В Библии присутствует мотив рождения героев от соития «сыновей Божиих» с «дочерями человеческими» (Быт. 6:1—4). Так рождаются герои в греческой мифологии (Геракл, Минос, Тесей и др.) и других сходных мифологиях (Ромул и Рем, Сервий Туллий, Кухулин). Здесь полубожественность великих воинов и основателей династий является предметом преклонения. Библия также говорит о рождении «исполинов» и «мужей славы издревле» от неземных сношений, но для неё блуд ангельских существ с земными женщинами, как и рождение исполинов, — события недолжные, причина «развращения человеков на земле» (Быт. 6:5).

В рассказе о грехопадении идея табу, с нарушением которого связана утрата первоначальной гармонии, выставлена особенно чётко и для этого освобождена от всякой расцвечивающей детализации: поэтика мифа приближается к поэтике притчи.

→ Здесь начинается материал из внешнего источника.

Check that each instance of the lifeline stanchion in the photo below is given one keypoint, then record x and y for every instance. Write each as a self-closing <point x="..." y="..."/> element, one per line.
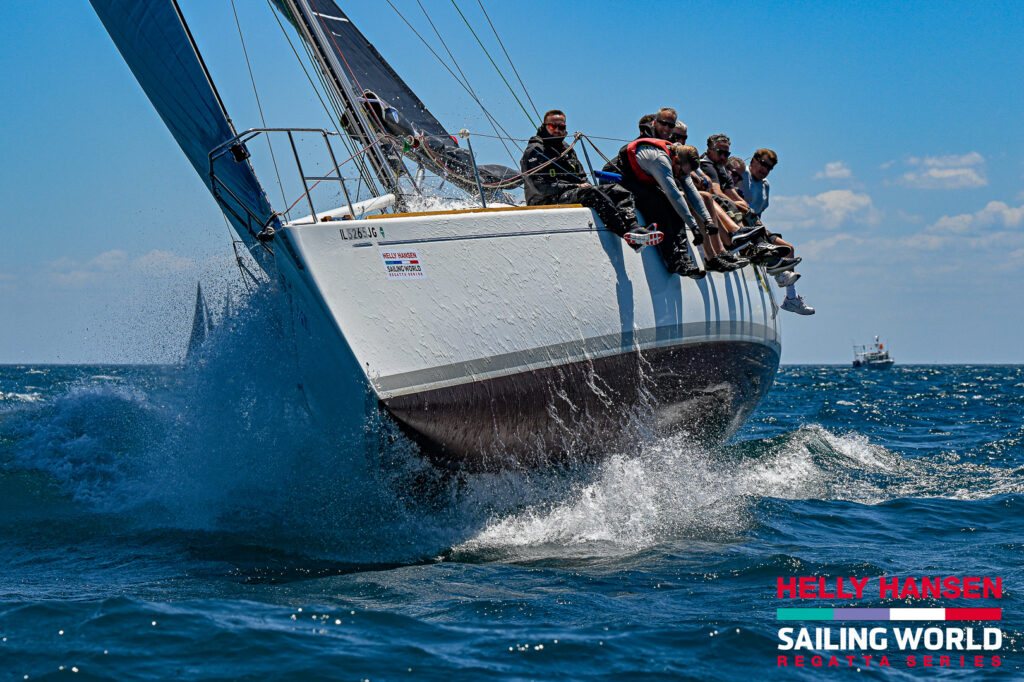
<point x="464" y="133"/>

В шумеро-аккадской мифе о потопе, бедствие вызвано тем, что люди очень шумели и мешали богам спать. В эпосе о Гильгамеше боги не могут сговориться между собой, во время потопа дрожат, подобно псам, а после слетаются на запах жертвоприношения Ут-напишти, подобно мухам. Тема библейского рассказа иная. Правосудный гнев Яхве карает «развращение человеков на земле» и милосердно спасает праведника Ноя.

В числе центральных тем еврейской мифологии имеются и специфические. Примером является тема Исхода из Египта. В мифологиях других культур могут присутствовать рассказы о том, как бог помог своему народу, но ни один из этих рассказов не становился ни центральным критерием для суждения о самой сущности этого бога, ни центральным символом для выражения самой сущности верующего в этого бога. Исход становится осуществлением завета (ивр.בּרִית‏‎, berith — «союз», «договор») между Яхве и его народом.

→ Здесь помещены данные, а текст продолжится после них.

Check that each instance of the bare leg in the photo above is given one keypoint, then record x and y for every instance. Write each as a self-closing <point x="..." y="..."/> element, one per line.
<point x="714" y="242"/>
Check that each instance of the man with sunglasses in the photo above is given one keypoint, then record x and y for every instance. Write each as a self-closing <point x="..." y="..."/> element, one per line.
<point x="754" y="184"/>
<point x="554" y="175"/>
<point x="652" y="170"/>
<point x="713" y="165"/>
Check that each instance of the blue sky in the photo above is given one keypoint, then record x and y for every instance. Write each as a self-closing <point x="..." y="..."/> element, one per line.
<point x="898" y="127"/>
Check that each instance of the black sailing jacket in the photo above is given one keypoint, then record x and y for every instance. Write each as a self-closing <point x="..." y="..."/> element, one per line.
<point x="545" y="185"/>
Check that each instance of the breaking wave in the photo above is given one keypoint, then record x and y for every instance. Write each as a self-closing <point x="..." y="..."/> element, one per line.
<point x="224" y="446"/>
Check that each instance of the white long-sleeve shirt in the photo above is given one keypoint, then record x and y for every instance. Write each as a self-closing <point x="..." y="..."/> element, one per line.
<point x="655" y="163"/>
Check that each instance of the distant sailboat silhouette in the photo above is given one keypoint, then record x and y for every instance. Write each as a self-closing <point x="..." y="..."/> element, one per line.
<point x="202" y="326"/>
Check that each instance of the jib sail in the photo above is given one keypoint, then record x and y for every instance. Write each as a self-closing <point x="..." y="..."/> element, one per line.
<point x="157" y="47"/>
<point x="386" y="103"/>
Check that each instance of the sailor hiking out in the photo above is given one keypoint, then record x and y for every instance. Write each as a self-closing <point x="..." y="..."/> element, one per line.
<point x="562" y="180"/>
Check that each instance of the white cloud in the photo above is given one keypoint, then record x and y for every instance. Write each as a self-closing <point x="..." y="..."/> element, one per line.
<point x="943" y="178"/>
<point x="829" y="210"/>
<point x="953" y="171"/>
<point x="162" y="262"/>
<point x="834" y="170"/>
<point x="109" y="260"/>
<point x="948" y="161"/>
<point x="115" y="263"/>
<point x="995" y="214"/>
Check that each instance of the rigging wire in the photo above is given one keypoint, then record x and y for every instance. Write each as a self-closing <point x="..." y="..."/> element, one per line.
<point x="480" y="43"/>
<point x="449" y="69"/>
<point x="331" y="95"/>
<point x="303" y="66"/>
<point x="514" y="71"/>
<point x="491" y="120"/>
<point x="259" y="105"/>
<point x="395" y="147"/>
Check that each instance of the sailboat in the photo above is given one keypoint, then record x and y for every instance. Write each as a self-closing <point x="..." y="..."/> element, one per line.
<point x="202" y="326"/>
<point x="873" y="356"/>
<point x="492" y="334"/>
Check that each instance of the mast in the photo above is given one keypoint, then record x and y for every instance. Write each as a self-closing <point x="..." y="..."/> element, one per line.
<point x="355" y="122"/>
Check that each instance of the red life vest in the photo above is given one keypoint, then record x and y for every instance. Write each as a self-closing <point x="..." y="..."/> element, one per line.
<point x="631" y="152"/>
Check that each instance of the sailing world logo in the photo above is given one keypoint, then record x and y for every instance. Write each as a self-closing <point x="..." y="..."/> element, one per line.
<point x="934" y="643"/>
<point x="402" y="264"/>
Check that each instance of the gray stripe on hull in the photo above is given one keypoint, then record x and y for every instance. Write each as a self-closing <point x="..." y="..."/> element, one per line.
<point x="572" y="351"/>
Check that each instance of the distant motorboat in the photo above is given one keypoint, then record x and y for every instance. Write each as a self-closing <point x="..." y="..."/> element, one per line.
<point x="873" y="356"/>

Теме завета в Библии подчинены все другие темы и мотивы. Вся история мироздания, человечества и народа истолкована в духе «завета»[1]. При этом Библия развивает более ранние представления ближневосточных мифологий о союзе-завете[4].

Бог

Если каждый бог Египта, Месопотамии и Ханаана имел свою «биографию» (историю происхождения, браков, подвигов, побед и страданий), то у Яхве ничего этого нет. В одном из мидрашей фараон задаёт вопросы о Яхве: молод ли он или стар ли он, сколько городов он победил? Смысл рассказа заключается в неприменимости таких вопросов к Богу. Яхве не имеет и портрета. Известны реминисценции западносемитского (угаритского) образа бога-громовника (Алиййану-Балу) как наездника туч («Шествующий на небесах»), но для еврейской мифологии специфично другое понимание Бога: «…говорил Господь к вам из среды огня; глас слов вы слышали, но образа не видели, а только глас; …твёрдо держите в душах ваших, что вы не видели никакого образа в тот день, когда говорил к вам Яхве на Хориве из среды огня, — дабы вы не развратились и не сделали себе изваяний» (Втор. 4:12 и 15—16). Отвергаются как наглядность обычного мифа, так и овеществляющий эту наглядность «кумир». Образы Яхве и его ангелов Библия связывает со стихиями огня и ветра, но это Бог, «не вмещаемый небом и землёй» (2Пар. 6:18 и др.).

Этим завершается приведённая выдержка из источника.